Conference: ICLR2026 arXiv: 2505.16204 Code: None Area: Optimization Keywords: benign overfitting, directional convergence, leaky ReLU, implicit bias, gradient descent, neural networks

TL;DR

This paper provides the first proof of directional convergence of gradient descent in leaky ReLU two-layer neural networks, and on this basis establishes sufficient conditions for benign overfitting under a significantly broader mixed-data setting that goes well beyond nearly orthogonal data, while uncovering a novel phase transition phenomenon.

Background & Motivation

Benign overfitting is a theoretically surprising phenomenon in deep learning: overparameterized neural networks can perfectly interpolate training data (including noisy labels) while still achieving small test error. This challenges the classical statistical wisdom that fitting and generalization must be traded off against each other.

Although benign overfitting is relatively well understood in classical models such as linear regression, linear classification, and kernel methods, its theoretical understanding in neural networks remains very limited. The central difficulty is that the implicit bias of gradient descent is hard to characterize precisely for ReLU-type networks. In linear classification, gradient descent minimizing logistic/exponential loss converges directionally to the max-margin classifier—a property that is key to analyzing benign overfitting. For ReLU-type networks, however, directional convergence of gradient descent had never been proven; prior results were restricted to gradient flow or approximately smooth leaky ReLU variants.

Core Problem

  1. Directional convergence: Can one prove that gradient descent exhibits directional convergence in non-smooth leaky ReLU two-layer networks, and precisely characterize the direction of convergence?
  2. Breadth of benign overfitting: Can theoretical guarantees for benign overfitting be extended from nearly orthogonal data to more general mixed-data settings?
  3. Tightness and failure conditions: When must benign overfitting necessarily fail? Are the existing upper bounds tight?

Method

Problem Setup

Consider a two-layer leaky ReLU network of fixed width \(m\): \(f(\boldsymbol{x};W) = \sum_{j=1}^m a_j \phi(\langle \boldsymbol{x}, \boldsymbol{w}_j \rangle)\), where \(\phi\) is the \(\gamma\)-leaky ReLU, the second-layer weights are fixed as \(a_j = \pm 1/\sqrt{m}\), and only the first-layer weights are trained via gradient descent. The loss function is the exponential loss \(\ell(u)=\exp(-u)\), and the data follow a mixture model \(\boldsymbol{x} = y\boldsymbol{\mu} + \boldsymbol{z}\).

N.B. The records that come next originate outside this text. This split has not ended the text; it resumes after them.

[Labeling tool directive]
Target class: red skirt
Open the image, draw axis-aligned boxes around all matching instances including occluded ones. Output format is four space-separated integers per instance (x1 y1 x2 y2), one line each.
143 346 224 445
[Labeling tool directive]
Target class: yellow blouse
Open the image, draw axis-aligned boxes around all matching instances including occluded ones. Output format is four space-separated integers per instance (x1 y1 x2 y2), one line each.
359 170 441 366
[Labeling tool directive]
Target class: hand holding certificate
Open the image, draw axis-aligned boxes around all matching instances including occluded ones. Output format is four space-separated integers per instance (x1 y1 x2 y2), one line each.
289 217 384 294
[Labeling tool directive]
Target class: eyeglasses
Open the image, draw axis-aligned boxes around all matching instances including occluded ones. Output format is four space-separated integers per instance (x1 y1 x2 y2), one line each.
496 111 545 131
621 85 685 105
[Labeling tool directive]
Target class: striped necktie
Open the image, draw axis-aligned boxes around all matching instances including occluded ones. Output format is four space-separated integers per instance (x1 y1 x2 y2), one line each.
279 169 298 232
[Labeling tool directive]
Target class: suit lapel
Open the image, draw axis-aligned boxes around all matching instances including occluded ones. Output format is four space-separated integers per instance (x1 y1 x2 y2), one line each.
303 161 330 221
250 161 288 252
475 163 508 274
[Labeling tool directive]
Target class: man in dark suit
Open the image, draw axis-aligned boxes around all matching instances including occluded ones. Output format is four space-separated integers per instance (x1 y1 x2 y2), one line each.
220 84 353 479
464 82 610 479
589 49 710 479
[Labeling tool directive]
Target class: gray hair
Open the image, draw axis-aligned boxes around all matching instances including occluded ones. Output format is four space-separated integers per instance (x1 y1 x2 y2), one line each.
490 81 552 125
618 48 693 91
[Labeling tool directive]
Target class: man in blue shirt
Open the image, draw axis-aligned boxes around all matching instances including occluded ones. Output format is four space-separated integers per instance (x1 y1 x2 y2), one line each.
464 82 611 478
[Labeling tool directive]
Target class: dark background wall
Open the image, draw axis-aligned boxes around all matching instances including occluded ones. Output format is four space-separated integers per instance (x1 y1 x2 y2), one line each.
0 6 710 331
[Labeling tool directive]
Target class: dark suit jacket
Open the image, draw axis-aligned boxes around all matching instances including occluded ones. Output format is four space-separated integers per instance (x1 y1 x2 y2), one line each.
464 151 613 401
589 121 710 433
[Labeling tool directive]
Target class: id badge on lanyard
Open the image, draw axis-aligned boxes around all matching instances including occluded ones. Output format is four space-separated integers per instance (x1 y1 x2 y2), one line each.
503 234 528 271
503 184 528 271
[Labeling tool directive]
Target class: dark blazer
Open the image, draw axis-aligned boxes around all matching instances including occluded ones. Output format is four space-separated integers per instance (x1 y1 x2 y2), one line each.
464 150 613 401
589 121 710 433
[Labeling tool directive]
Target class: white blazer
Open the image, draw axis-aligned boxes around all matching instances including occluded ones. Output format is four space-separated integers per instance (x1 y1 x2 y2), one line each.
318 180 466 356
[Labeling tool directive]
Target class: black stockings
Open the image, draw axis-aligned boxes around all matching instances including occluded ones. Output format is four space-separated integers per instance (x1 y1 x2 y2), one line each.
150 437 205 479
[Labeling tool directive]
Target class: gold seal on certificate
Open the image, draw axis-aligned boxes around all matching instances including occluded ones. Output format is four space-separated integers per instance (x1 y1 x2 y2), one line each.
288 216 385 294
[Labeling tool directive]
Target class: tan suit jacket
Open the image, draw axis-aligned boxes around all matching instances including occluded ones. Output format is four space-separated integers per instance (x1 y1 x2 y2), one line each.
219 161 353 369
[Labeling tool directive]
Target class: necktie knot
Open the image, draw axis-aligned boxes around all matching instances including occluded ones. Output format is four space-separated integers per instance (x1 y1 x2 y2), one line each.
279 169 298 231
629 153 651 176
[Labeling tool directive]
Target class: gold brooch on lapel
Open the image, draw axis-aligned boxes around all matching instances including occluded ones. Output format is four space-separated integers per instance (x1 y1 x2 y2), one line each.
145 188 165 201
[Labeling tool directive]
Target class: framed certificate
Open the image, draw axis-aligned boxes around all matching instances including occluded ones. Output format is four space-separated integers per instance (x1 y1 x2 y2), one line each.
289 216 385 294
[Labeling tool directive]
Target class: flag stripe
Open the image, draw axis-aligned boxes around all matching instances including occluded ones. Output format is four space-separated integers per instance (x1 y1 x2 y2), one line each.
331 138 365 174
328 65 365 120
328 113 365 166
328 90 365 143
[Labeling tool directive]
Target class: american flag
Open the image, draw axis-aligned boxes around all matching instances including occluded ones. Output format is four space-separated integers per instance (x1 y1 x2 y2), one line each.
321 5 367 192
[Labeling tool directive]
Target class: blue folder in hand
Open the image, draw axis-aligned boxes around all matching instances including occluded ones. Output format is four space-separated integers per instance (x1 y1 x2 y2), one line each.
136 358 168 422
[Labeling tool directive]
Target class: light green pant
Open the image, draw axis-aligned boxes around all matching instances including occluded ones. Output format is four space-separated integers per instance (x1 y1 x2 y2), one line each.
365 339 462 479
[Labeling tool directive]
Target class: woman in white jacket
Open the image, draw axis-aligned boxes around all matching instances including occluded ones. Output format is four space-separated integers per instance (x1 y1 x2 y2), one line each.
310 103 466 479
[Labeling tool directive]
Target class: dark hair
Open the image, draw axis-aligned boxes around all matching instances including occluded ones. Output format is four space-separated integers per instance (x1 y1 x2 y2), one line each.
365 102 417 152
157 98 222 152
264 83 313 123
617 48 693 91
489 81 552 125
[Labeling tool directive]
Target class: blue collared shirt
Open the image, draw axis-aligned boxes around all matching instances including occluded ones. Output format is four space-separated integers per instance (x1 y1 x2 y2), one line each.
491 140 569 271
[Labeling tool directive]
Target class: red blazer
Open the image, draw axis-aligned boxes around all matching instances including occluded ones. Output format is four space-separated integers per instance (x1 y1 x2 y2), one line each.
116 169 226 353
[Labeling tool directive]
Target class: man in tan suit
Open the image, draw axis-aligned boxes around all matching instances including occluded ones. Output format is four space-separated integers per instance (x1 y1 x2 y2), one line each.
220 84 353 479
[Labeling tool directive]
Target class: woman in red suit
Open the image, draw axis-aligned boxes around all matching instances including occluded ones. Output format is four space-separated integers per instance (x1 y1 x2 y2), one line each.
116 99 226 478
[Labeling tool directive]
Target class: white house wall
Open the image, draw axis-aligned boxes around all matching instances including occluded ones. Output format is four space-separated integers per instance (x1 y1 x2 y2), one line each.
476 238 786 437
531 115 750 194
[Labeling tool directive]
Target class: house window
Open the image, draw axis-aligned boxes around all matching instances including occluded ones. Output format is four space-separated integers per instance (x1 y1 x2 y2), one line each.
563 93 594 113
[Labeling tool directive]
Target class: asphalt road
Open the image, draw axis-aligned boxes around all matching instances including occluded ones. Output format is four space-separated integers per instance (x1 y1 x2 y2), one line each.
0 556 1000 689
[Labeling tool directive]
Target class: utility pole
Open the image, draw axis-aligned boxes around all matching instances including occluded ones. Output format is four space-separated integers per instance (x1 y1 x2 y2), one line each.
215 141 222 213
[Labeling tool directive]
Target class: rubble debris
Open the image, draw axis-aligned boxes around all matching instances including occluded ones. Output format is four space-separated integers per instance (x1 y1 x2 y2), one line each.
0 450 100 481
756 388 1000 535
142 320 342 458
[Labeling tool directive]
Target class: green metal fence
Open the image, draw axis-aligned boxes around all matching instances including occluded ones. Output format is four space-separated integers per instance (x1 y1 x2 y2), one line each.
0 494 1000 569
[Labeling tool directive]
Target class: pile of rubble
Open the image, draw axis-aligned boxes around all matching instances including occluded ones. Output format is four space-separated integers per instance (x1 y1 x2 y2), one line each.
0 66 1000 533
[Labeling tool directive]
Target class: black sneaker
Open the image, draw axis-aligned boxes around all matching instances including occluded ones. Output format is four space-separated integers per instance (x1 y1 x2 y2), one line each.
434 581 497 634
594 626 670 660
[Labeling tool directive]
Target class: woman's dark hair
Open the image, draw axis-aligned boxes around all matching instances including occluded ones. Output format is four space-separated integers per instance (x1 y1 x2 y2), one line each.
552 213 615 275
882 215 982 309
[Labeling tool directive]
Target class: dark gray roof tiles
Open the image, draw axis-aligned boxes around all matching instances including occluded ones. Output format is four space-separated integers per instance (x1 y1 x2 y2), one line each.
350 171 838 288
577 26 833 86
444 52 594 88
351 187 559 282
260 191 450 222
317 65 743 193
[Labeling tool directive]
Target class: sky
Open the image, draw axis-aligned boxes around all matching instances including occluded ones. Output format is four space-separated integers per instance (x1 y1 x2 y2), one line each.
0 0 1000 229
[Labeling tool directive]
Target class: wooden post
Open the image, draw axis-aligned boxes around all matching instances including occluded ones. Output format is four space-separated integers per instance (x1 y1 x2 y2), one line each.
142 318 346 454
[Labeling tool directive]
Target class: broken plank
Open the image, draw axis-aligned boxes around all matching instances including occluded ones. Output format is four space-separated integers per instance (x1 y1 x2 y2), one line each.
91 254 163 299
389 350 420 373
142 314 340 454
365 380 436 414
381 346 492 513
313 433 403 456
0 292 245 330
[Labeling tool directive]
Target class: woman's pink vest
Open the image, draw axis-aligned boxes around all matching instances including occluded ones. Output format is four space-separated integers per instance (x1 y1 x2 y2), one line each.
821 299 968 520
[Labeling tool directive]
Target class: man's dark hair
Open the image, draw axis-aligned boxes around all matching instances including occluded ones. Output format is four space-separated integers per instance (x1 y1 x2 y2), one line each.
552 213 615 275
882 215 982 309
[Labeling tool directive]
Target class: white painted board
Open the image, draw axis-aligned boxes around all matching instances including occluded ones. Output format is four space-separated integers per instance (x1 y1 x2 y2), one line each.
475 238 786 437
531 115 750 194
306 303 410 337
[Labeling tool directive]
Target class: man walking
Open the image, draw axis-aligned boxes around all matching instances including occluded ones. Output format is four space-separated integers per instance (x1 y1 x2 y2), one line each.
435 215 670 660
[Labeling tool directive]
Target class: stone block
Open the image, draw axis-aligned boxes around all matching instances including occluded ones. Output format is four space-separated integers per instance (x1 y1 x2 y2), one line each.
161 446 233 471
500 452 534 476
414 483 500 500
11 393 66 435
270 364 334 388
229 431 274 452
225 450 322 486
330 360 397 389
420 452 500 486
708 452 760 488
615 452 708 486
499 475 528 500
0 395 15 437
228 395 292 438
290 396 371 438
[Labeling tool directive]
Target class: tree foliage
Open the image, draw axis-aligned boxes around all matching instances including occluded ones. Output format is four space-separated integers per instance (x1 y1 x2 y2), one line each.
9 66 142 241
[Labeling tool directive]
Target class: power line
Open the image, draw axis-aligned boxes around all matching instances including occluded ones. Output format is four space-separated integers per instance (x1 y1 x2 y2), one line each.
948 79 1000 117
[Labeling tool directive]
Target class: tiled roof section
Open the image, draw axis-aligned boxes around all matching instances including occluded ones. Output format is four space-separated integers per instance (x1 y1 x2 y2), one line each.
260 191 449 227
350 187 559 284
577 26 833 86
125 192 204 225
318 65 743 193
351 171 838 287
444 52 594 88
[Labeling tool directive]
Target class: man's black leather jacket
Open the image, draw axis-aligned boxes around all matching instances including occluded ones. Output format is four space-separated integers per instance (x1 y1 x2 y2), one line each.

Directional Convergence (Theorem 4.8)

This constitutes the central technical contribution of the paper. Directional convergence is established under two conditions:

  • Case 1 (Positive Correlation): When the signal \(\boldsymbol{\mu}\) is sufficiently strong so that \(\langle y_i \boldsymbol{x}_i, y_k \boldsymbol{x}_k \rangle \geq 0\) holds for all pairs of training samples. This condition breaks the upper bound on signal strength imposed in prior work.
  • Case 2 (Near Orthogonality): When the data are approximately orthogonal, subsuming the settings of prior work as a special case.

The key proof strategy relies on the notion of neuron activation: if all neurons are activated after the first gradient descent step (i.e., \(a_j y_i \langle \boldsymbol{x}_i, \boldsymbol{w}_j \rangle > 0\) for all \(i, j\)), the entire optimization reduces to a linear classification problem in a transformed space, upon which the classical result of Soudry et al. (2018) yields directional convergence. Activation of all neurons after the first step is guaranteed by initializing with a scale much smaller than the step size. The direction of convergence is precisely characterized as the unique solution (strictly convex) of a constrained optimization problem (5), and the resulting network has a linear decision boundary.

Classification Error Bound (Theorem 5.1)

Building on the precise characterization of the convergence direction, a closed-form expression for the classification error is derived. The central finding is a phase transition:

  • Weak-signal regime (\(n\|\boldsymbol{\mu}\|^2 \lesssim R\)): The error is noise-dominated, corresponding to the nearly orthogonal setting of prior work.
  • Strong-signal regime (\(n\|\boldsymbol{\mu}\|^2 \gtrsim R\)): The signal begins to dominate, and the form of the error bound changes qualitatively.

For Gaussian mixture models, both upper and lower bounds are provided, establishing the tightness of the error bounds and revealing when benign overfitting must necessarily fail.

Probabilistic Guarantees for Benign Overfitting (Theorems 6.2 & 6.3)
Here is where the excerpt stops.